Toujours est-il que des jeunes filles ont été enrôlées, sans doute par des salafistes tunisiens locaux eux-mêmes influencés par des imams radicaux prônant le jihad al-nikah. C’est le cas d’Ines, 17 ans, qui est revenue porteuse du virus du sida. "Tu seras absoute de tous tes péchés", lui avait promis celui qui l’a séduite et épousée selon les règles du mariage coutumier (zawaj orfi), puis conduite à Jebel al-Arbaïne, en Syrie. Là, il la répudie. Ines passera ensuite entre les bras de certains chefs rebelles avant d’être donnée à la troupe. "152", murmure-t-elle, c’est le nombre de conjoints qu’elle a connus en six mois. "Chaque semaine, nous contractions au minimum cinq nouvelles unions, témoigne-t-elle. Tous les rituels étaient respectés ; il n’y avait rien de haram, selon nos compagnons. Au contraire. En cas de grossesse, on devenait encombrante et on était renvoyée au pays."
Une forme de prostitution
Face à cette lecture, totalement étrangère à l’islam, du licite et de l’illicite, notamment en matière de sexualité, les autorités religieuses se devaient de réagir. Ce qu’elles ont fait à travers l’ancien mufti de la République, Othman Battikh, qui a fermement condamné, en juin, le jihad en Syrie, ainsi que la pratique du jihad du sexe, qu’il assimile à une exploitation des femmes et à une forme de prostitution. Pourtant, le président Moncef Marzouki n’a pas trouvé mieux que de le limoger, le 6 juillet, pour le remplacer par Hamda Saïed, considéré comme proche d’Ennahdha, le parti islamiste au pouvoir.

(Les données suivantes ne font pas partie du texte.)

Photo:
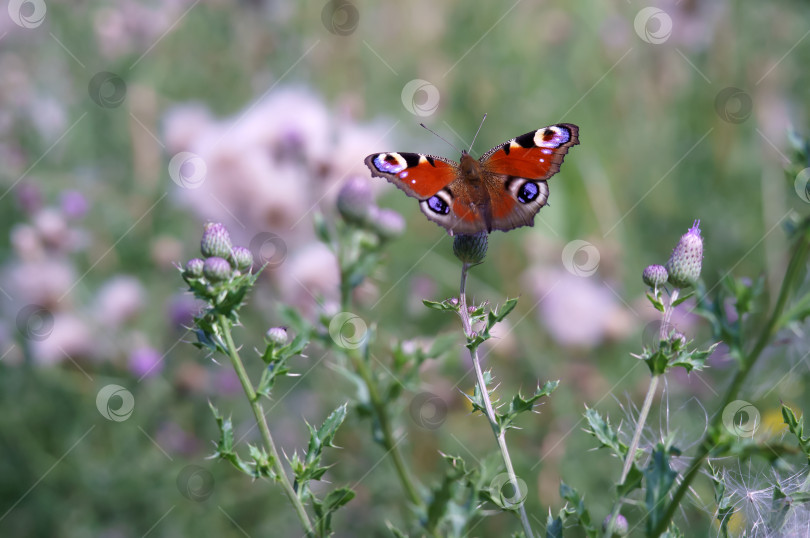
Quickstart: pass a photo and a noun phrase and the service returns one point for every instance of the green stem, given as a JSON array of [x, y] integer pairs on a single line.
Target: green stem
[[792, 273], [258, 413], [388, 441], [380, 411], [500, 434]]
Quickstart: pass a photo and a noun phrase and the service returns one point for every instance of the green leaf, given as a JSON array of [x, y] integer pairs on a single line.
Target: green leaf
[[324, 510], [631, 481], [724, 504], [225, 449], [448, 305], [323, 436], [577, 509], [520, 405], [395, 531], [680, 300], [442, 495], [656, 302], [554, 526], [498, 314], [322, 231], [604, 433], [796, 427], [659, 478]]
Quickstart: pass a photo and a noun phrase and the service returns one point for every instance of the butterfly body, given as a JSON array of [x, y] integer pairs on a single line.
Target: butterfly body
[[502, 190]]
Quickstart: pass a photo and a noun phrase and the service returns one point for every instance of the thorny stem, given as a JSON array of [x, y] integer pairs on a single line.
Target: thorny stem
[[258, 413], [380, 411], [663, 333], [500, 435], [792, 273]]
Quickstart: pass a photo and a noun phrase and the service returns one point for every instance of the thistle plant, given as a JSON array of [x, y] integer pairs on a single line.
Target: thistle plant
[[222, 280], [477, 322]]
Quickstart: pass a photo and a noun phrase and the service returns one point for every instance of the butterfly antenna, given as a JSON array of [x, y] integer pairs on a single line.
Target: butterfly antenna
[[443, 138], [478, 131]]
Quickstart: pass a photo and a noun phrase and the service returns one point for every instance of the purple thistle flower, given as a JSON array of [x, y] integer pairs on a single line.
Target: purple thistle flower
[[685, 263], [216, 241], [217, 269]]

Autre réaction remarquée, celle du cheikh Férid el-Béji, président de l’association Dar al-Hadith Ezzeitounia, qui s’inscrit en faux contre des interprétations que n’agrée aucune des quatre écoles juridiques sunnites et qui aboutissent à de graves dérives. Enfin, le Syndicat national des cadres religieux a annoncé son intention de porter plainte contre le ministre des Affaires religieuses, accusé de protéger les prédicateurs appelant au jihad al-nikah, et menacé de faire grève le jour de l’Aïd, le 14 ou le 15 octobre.

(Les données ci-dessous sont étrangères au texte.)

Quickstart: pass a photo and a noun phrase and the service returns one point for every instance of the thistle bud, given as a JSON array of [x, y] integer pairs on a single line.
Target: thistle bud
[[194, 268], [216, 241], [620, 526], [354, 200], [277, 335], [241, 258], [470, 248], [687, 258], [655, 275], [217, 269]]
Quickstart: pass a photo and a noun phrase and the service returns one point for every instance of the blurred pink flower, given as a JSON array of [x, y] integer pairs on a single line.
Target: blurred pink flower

Issues pour la plupart de milieux défavorisés, fragiles, crédules, sans instruction ni formation religieuse, les victimes sont des proies faciles. Ces laissées-pour-compte ont cru que c’était la chance de leur vie, celle qui leur conférerait enfin un statut, avec en prime une absolution éternelle. Mais c’est plutôt l’enfer ici-bas qu’elles ont récolté. Ines, par exemple, rejetée par sa famille, en a été réduite à squatter une cage d’escalier. Une cellule d’assistance a été mise en place à la hâte par le ministère des Affaires de la femme, mais la réinsertion des "jihadettes", comme on les surnomme à Tunis, est tout à fait aléatoire. "Il aurait fallu prévenir, informer sur les maladies, la violence. Pour ces filles, c’est trop tard, elles ne s’en remettront pas", estime une assistante sociale travaillant avec les mères célibataires. "Il s’agit aussi de prendre en charge ces femmes. Rejetées par la société, elles iront vers la délinquance et la toxicomanie" s’alarme le psychiatre sexologue Zine Ennaifer. Implicitement consentantes, elles pourraient même être poursuivies pour prostitution, alors que leurs recruteurs, payés "à la pièce" selon plusieurs témoignages, ne sont à ce jour pas inquiétés.